Onafhankelijke getuige (C) heeft verklaard dat het niet druk was bij de rotonde en dat bestuurder WA-verzekerde voertuig rustig richting de rotonde reed. (Verzoekster) al ter hoogte van de grijze stenen/tegels is gevallen die – met name als ze nat zijn – spekglad zijn. Het regende tijdens het ongeval. (Verzoekster) reed overigens over de grijze stenen/tegels op de stoep, vanaf de verkeerde kant van de rotonde. (Verzoekster) was al in overtreding. Afwijzing van het verzoek: onduidelijk of contact / aanraking tussen (verzoekster) en bestuurder WA-verzekerde voertuig heeft plaatsgevonden, onduidelijk of bestuurder WA-verzekerde voertuig een actieve rol heeft gespeeld bij het ontstaan van het ongeval. |
(2) de kosten van het deelgeschil te begroten en (verweerders) te veroordelen in deze kosten. | Verzoek: 15 uur x € 210,– x 21% BTW = € 3.811,50. Begroting conform verzoek: aantal uur is redelijk, uurtarief is niet bovenmatig.
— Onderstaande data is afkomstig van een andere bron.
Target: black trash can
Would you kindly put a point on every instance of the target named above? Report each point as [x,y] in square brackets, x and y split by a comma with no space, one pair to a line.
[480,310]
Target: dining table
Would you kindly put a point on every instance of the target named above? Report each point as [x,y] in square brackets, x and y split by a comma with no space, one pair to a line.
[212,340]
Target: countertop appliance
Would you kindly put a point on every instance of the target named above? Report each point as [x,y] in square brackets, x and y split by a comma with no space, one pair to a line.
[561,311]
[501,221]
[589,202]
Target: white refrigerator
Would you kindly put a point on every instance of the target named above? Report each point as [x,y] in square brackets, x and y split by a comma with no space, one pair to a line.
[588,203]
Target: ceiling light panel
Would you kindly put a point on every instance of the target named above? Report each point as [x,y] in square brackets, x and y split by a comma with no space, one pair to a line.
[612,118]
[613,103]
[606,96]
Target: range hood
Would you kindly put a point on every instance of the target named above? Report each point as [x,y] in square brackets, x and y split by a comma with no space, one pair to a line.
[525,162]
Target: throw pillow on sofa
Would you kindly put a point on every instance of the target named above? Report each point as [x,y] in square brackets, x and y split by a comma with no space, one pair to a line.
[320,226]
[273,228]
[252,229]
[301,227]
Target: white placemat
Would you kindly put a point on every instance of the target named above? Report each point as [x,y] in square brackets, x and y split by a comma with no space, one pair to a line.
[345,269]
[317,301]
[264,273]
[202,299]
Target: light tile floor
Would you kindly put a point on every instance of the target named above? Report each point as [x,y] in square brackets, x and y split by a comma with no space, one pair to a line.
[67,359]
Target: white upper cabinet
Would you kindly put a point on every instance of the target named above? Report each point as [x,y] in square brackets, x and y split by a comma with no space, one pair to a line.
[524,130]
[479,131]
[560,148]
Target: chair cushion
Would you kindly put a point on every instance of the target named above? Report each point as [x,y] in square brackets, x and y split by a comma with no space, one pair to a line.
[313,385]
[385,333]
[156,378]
Geen aansprakelijkheid, geen veroordeling. |
Heldere uitspraak omtrent de toepasselijkheid van art. 185 WVW. De rechtbank meent dat nadere bewijslevering nodig is, waarbij (verzoekster), de bestuurder en (C) gehoord kunnen worden. (Verzoekster) lijkt met een bewijsprobleem te kampen, aangezien de verklaring van (C) nadelig is voor (verzoekster).